American Politics & Public Policy Workshop: Nicholas Carnes, “Who’s Keeping Working-class Americans Out of Office? Political Gatekeepers and the Unequal Social Class Makeup of Government”

Event time: 
Wednesday, February 4, 2015 - 5:00pm through 6:15pm
Event description: 

“Who’s Keeping Working-class Americans Out of Office? Political Gatekeepers and the Unequal Social Class Makeup of Government”

Speaker: Nicholas Carnes, Assistant Professor of Public Policy at the Sanford School of Public Policy at Duke University, and Co-Director of the Research Triangle chapter of the Scholars Strategy Network

Abstract: Millionaires make up majorities of all three branches of the federal government. Why do so few middle- and working-class Americans go on to hold political office? This paper analyzes data from the National Candidate Study (NCS), a survey of the roughly 10,000 people who ran for state legislature in 2012, and the National Survey of Party Leaders (NSPL), a survey of the roughly 6,000 chairs of the county-level branches of the Republican and Democratic Parties. With these data, I test one hypothesis suggested by research on other historically underrepresented groups, namely, that qualified working-class citizens are less likely to run for office because they are less likely to be encouraged by political gatekeepers like parties, interest groups, and civic leaders. Consistent with this view, working-class candidates in the NCS were less likely to report that gatekeepers encouraged them to run, and party leaders in the NSPL were less likely to report that they encouraged workers or viewed them as qualified to hold office. These findings have important implications for research on descriptive representation and political inequality and for ongoing efforts to increase the political participation of the working class.
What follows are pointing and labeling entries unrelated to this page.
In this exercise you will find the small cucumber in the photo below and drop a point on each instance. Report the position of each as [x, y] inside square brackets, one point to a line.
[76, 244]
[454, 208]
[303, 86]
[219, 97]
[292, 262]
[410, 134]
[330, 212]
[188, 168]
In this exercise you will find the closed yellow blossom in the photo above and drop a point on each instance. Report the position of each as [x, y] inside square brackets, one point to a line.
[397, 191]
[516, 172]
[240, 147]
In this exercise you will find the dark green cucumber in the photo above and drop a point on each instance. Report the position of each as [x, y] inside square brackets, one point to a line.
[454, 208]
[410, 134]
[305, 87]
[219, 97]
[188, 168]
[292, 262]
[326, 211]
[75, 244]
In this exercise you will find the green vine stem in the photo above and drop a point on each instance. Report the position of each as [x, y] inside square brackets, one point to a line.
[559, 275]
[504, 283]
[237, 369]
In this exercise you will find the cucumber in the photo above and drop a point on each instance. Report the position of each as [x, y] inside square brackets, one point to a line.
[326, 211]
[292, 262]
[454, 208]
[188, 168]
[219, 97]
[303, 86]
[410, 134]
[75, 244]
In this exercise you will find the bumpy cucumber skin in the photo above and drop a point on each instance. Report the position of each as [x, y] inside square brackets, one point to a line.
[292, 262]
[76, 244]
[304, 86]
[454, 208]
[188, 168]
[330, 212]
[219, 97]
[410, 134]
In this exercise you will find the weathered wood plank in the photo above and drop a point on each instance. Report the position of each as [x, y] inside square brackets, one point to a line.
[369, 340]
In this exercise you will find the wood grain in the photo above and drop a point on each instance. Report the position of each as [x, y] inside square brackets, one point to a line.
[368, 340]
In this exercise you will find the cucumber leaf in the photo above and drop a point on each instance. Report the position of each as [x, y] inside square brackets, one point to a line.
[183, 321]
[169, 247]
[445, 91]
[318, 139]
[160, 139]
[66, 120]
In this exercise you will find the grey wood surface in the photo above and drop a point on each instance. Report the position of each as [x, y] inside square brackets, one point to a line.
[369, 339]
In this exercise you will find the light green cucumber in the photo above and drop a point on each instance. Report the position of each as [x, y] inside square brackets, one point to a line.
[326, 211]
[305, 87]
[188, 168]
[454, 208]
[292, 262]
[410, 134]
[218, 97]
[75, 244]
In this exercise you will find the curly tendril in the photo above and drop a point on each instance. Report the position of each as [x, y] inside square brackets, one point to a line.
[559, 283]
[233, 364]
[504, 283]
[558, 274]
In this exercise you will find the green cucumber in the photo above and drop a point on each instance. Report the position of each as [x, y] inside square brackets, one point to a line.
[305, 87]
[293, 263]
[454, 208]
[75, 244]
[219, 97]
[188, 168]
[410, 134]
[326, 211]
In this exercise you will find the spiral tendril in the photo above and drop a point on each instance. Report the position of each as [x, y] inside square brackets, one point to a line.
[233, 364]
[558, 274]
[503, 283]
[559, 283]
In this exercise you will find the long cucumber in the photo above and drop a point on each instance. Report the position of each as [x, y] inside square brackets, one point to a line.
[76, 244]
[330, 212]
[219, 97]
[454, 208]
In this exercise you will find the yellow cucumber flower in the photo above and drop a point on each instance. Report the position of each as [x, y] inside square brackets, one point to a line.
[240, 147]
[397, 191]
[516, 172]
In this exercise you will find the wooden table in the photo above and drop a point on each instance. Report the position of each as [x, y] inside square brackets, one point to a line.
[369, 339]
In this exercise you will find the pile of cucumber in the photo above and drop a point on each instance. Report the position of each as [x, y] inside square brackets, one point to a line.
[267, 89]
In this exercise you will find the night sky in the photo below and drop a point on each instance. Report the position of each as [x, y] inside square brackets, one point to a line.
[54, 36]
Speaker Bio: Nicholas Carnes is Assistant Professor of Public Policy at the Sanford School of Public Policy at Duke University and the Co-Director of the Research Triangle chapter of the Scholars Strategy Network.  His research focuses on U.S. politics, legislative decision making, representation, social class, economic inequality, and state and local politics.  Carnes’ new book White-Collar Government: The Hidden Role of Class in Economic Policy Making examines how the shortage of people from the working class in American legislatures skews the policymaking process towards outcomes that are more in line with the upper class’s economic interests.  He is also starting a large-scale study of the factors that discourage working-class Americans from holding public office and the programs that could help to address the shortage of working-class Americans in our political institutions.